[LeetCode] Candy

There are N children standing in a line. Each child is assigned a rating value. 

You are giving candies to these children subjected to the following requirements:

  • Each child must have at least one candy.
  • Children with a higher rating get more candies than their neighbors.

What is the minimum candies you must give?

贪心算法:

贪心算法分阶段工作,在每个阶段,可以认为所做的决定是最好的,而不考虑将来的后果。意味着选择的是局部最优化。

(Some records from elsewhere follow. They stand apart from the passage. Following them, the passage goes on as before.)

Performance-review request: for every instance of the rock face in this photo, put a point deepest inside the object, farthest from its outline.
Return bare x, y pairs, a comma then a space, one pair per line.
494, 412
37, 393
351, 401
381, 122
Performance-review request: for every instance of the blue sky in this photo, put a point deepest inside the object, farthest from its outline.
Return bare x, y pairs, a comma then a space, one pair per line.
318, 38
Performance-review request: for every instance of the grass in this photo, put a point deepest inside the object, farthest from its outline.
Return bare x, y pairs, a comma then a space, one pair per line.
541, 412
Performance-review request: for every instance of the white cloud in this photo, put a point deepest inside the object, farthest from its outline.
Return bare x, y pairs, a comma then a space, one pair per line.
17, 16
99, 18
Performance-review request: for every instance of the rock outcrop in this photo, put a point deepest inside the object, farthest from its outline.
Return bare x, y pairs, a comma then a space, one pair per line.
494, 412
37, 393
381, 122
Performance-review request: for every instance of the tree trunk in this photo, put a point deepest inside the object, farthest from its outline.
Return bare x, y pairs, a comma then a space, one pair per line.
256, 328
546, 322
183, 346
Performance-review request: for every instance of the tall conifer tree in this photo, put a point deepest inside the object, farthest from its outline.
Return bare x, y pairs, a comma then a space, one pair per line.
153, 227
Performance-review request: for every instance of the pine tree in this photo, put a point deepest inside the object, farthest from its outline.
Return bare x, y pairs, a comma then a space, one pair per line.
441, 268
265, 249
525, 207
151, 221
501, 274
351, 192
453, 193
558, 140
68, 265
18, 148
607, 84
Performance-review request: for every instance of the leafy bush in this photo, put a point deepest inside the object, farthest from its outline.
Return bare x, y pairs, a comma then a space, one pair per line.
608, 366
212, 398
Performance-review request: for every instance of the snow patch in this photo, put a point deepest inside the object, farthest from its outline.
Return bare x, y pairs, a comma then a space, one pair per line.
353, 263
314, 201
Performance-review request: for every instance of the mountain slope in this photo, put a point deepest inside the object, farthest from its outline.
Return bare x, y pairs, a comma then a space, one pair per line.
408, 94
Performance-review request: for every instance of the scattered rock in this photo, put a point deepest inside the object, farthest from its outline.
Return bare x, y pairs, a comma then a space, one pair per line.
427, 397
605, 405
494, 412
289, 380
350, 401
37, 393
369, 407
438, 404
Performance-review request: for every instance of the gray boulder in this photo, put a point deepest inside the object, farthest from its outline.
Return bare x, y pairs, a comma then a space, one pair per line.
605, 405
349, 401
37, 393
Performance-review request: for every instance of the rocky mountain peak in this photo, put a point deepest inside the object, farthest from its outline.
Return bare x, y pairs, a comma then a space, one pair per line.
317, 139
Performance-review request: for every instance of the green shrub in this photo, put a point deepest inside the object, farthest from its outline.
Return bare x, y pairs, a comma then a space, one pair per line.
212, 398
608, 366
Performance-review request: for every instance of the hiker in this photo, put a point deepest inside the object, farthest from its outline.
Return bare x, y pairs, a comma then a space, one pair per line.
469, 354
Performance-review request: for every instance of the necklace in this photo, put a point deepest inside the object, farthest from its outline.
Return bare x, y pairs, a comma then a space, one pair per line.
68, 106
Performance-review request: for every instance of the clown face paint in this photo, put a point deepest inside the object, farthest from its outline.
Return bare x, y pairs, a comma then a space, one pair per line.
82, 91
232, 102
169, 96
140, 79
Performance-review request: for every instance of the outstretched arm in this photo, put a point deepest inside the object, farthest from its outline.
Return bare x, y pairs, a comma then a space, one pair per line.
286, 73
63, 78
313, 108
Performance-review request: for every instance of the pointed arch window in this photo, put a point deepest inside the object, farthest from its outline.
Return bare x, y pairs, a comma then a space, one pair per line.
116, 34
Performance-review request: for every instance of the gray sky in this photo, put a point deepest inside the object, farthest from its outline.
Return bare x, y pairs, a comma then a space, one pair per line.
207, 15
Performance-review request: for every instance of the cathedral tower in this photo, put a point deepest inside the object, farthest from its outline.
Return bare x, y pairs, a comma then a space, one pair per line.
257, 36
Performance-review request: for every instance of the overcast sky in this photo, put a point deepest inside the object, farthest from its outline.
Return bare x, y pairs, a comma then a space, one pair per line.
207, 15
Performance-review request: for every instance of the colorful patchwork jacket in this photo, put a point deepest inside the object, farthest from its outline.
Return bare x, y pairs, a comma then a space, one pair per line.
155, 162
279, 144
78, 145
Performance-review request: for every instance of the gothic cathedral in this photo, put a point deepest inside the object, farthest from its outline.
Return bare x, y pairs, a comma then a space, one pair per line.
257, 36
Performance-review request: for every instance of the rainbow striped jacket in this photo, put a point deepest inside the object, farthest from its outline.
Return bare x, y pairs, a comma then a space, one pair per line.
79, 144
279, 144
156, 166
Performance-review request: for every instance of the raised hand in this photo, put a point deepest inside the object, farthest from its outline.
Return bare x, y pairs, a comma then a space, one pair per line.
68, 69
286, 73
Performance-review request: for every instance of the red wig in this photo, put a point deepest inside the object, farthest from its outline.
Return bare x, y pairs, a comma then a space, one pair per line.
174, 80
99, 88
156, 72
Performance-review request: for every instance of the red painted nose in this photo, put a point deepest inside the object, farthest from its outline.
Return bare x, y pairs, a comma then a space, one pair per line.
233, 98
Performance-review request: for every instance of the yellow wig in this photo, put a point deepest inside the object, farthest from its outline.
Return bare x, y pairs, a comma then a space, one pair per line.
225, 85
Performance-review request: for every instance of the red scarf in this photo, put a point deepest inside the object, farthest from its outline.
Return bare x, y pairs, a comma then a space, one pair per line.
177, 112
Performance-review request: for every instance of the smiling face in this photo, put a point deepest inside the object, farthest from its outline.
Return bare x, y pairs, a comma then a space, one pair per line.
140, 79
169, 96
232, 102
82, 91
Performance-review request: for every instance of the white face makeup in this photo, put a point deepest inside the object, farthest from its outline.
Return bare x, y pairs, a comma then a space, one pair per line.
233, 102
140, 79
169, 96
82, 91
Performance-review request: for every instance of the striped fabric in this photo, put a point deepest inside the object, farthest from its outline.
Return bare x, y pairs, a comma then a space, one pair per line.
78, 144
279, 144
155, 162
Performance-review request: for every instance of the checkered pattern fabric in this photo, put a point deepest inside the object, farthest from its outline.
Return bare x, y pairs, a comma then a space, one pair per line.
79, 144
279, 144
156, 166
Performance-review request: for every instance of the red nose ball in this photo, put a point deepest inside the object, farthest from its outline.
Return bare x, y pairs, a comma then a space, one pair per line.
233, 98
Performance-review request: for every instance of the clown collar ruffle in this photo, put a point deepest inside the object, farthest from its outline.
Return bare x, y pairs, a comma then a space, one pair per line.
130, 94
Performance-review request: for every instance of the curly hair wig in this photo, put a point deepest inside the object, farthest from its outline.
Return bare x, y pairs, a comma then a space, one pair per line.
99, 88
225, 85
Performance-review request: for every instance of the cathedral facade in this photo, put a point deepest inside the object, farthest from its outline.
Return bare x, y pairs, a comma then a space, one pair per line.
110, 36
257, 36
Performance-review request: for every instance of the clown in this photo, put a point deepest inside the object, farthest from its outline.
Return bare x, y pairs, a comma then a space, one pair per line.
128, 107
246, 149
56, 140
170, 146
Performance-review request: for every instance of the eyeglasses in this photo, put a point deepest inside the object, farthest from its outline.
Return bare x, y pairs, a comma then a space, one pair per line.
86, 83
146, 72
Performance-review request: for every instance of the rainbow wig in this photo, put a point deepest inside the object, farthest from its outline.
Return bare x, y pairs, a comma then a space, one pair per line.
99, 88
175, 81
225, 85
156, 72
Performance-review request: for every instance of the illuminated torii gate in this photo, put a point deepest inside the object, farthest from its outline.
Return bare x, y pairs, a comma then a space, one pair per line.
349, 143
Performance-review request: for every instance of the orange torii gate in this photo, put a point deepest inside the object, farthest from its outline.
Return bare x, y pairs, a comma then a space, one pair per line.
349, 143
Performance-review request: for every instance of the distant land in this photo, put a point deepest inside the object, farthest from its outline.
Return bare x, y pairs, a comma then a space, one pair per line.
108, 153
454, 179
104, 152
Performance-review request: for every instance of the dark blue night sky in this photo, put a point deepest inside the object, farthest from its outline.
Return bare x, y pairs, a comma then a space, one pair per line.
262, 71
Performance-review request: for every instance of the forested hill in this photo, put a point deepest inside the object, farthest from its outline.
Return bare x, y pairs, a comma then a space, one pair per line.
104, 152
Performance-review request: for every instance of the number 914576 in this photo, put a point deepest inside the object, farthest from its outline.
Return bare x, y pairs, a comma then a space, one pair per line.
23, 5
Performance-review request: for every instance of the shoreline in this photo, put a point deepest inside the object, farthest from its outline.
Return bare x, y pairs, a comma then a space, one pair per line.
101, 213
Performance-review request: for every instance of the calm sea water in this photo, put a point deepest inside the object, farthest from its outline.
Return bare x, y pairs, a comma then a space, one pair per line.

这种“眼下能拿到的就拿”的策略即是这类算法名字的来源。当算法终止时,将得到全局最优。

复制代码
class Solution {
public:
    int candy(vector<int> &ratings) {
        vector<int>::size_type number = ratings.size(); 
        vector<int> candies(number,1);
        int sum = 0;
        for(vector<int>::size_type st=0;st<number-1;st++)//从前往后依次比较相邻两位
        {
           if(ratings[st+1]>ratings[st])
               candies[st+1] = candies[st]+1;
        }
        for(vector<int>::size_type stRev=number-1;stRev>0;stRev--)//从后往前依次比较相邻两位
        {
           if(ratings[stRev]<ratings[stRev-1] && candies[stRev-1]<=candies[stRev])//注意此处条件比上一个从前往后的条件更严谨,如果和上面条件一样贪心算法还是局部最优
               candies[stRev-1]=candies[stRev]+1;
        }
        for(vector<int>::size_type st=0;st<number;st++)
            sum += candies[st];
        return sum;
    }
};
复制代码

另外参考Felix的博客, http://www.cnblogs.com/felixfang/p/3620086.html,第二种算法,不需要上面贪心算法的O(n)时间。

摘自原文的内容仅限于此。